Well, today was interesting. And life promises to get much more interesting very soon.

You see, we have bees. A hive of bees has been living in one of the walls on our house. From the inside, you would never know they are there. But from the outside, you can see a fair bit of activity. Now this is not a few bees. This is a hive. Hundreds of bees are in that wall. They found their way in over a year ago, and we kept putting off the inevitable. But they must come out. They are starting to get more active as the days get warmer. And the hive is big enough that the honey will begin to damage the wall.
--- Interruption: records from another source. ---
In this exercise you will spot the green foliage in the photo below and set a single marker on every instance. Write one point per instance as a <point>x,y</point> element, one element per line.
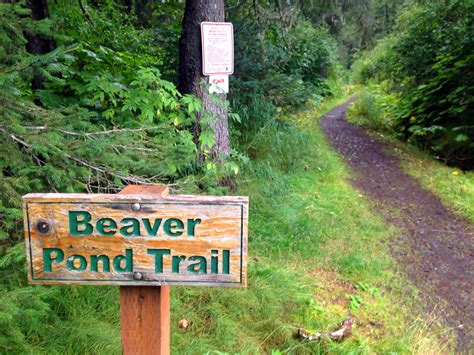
<point>428,62</point>
<point>284,64</point>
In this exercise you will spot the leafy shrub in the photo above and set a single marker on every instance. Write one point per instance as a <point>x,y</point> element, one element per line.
<point>429,61</point>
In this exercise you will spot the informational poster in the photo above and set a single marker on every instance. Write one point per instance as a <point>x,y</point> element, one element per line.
<point>217,40</point>
<point>218,84</point>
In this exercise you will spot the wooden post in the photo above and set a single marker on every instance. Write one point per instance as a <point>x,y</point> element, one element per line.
<point>145,310</point>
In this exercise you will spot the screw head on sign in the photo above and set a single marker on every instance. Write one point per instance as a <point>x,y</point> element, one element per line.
<point>43,227</point>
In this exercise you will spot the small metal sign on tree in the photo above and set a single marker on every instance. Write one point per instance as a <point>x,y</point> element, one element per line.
<point>144,238</point>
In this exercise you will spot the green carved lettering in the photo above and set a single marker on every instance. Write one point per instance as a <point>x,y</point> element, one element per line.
<point>127,259</point>
<point>95,263</point>
<point>71,263</point>
<point>75,223</point>
<point>171,225</point>
<point>106,226</point>
<point>152,230</point>
<point>132,229</point>
<point>175,261</point>
<point>192,223</point>
<point>158,253</point>
<point>49,259</point>
<point>200,267</point>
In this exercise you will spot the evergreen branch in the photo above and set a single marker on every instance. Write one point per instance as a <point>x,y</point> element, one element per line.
<point>128,179</point>
<point>97,133</point>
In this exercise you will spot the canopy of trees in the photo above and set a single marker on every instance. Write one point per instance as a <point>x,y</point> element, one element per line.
<point>89,99</point>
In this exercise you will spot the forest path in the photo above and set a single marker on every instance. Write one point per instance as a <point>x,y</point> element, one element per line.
<point>435,247</point>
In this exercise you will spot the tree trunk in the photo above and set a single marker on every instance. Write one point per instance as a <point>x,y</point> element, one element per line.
<point>191,80</point>
<point>38,44</point>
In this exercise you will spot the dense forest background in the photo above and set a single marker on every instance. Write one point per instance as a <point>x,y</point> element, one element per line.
<point>89,103</point>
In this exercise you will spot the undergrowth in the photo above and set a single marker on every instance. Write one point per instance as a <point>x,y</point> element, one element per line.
<point>317,255</point>
<point>373,110</point>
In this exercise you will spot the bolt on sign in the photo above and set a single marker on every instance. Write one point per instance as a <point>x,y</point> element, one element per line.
<point>136,239</point>
<point>217,41</point>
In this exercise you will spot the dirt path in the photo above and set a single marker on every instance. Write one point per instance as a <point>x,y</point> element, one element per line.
<point>437,247</point>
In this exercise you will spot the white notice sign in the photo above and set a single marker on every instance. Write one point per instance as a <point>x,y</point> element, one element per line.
<point>217,40</point>
<point>218,84</point>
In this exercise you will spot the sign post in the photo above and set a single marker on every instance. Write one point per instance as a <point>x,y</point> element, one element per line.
<point>145,310</point>
<point>142,239</point>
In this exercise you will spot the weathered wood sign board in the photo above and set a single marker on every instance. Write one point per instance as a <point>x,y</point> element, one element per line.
<point>136,239</point>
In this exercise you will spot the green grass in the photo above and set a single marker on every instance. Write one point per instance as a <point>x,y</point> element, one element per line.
<point>453,186</point>
<point>318,254</point>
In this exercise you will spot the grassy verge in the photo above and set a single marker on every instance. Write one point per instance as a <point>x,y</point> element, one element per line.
<point>453,186</point>
<point>318,255</point>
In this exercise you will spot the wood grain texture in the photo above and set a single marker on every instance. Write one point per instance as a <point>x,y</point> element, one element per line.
<point>224,225</point>
<point>145,310</point>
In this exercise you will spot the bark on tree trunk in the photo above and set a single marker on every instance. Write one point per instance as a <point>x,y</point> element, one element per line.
<point>38,44</point>
<point>191,80</point>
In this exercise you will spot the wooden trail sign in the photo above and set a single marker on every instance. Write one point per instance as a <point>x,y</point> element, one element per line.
<point>142,239</point>
<point>136,239</point>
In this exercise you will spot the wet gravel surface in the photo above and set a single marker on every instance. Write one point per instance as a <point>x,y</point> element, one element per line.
<point>436,247</point>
Perhaps normal people call the exterminator at this point. But we have never been exactly normal, so we did research instead. Turns out, bee hives are good, and if we can avoid killing them, can successfully move the queen into a man-made hive, and can prevent them from swarming and abandoning the hive it would be a very good thing. There is quite a bit of profit to be made in beekeeping. Plus, bees have been dying off all over the country so saving this hive is a worthwhile thing all on it's own. But that all assumes that we can do that first part, the tricky part. So today we went to a beekeeping supply store to get all the supplies we'll need and a lot of advice. Quite possibly the most disturbing thing I found out was that you can order 3 lb boxes of bees in the mail. I told the man who was helping us that I NEVER wanted to get bees in the mail. A box of bees in the mail is something out of a nightmare. He said, "Don't worry, you can't mistake them for regular mail. Regular mail doesn't hum and vibrate." Not the most reassuring thing he could say, but I can tell you right now that I will check every box I get for the rest of my life to make sure it doesn't hum or vibrate.

I also learned how to identify the queen bee if we see her. It's absolutely critical that we move her to the new hive because the other bees will smell her and go to her wherever she is. If we can find her and move her, the rest of them will follow and move out of the wall on their own. If we don't move her, all the ones we do move will simply come back. Scott and Zoe discussed the situation and decided that if we find her we should name her Miss Stingy.

We spent $257 on the gear, and the owner gave us a slight discount because we'd decided to try and save the bees rather than kill them. He wasn't sure it would work, but he felt like we had a chance. And if it didn't work and the hive left, we could always order a box or two of bees. Apparently he missed the massive shudder that went through me the first time he mentioned mailing boxes of bees.

He also gave us his card and asked if I'd e-mail him the youtube link.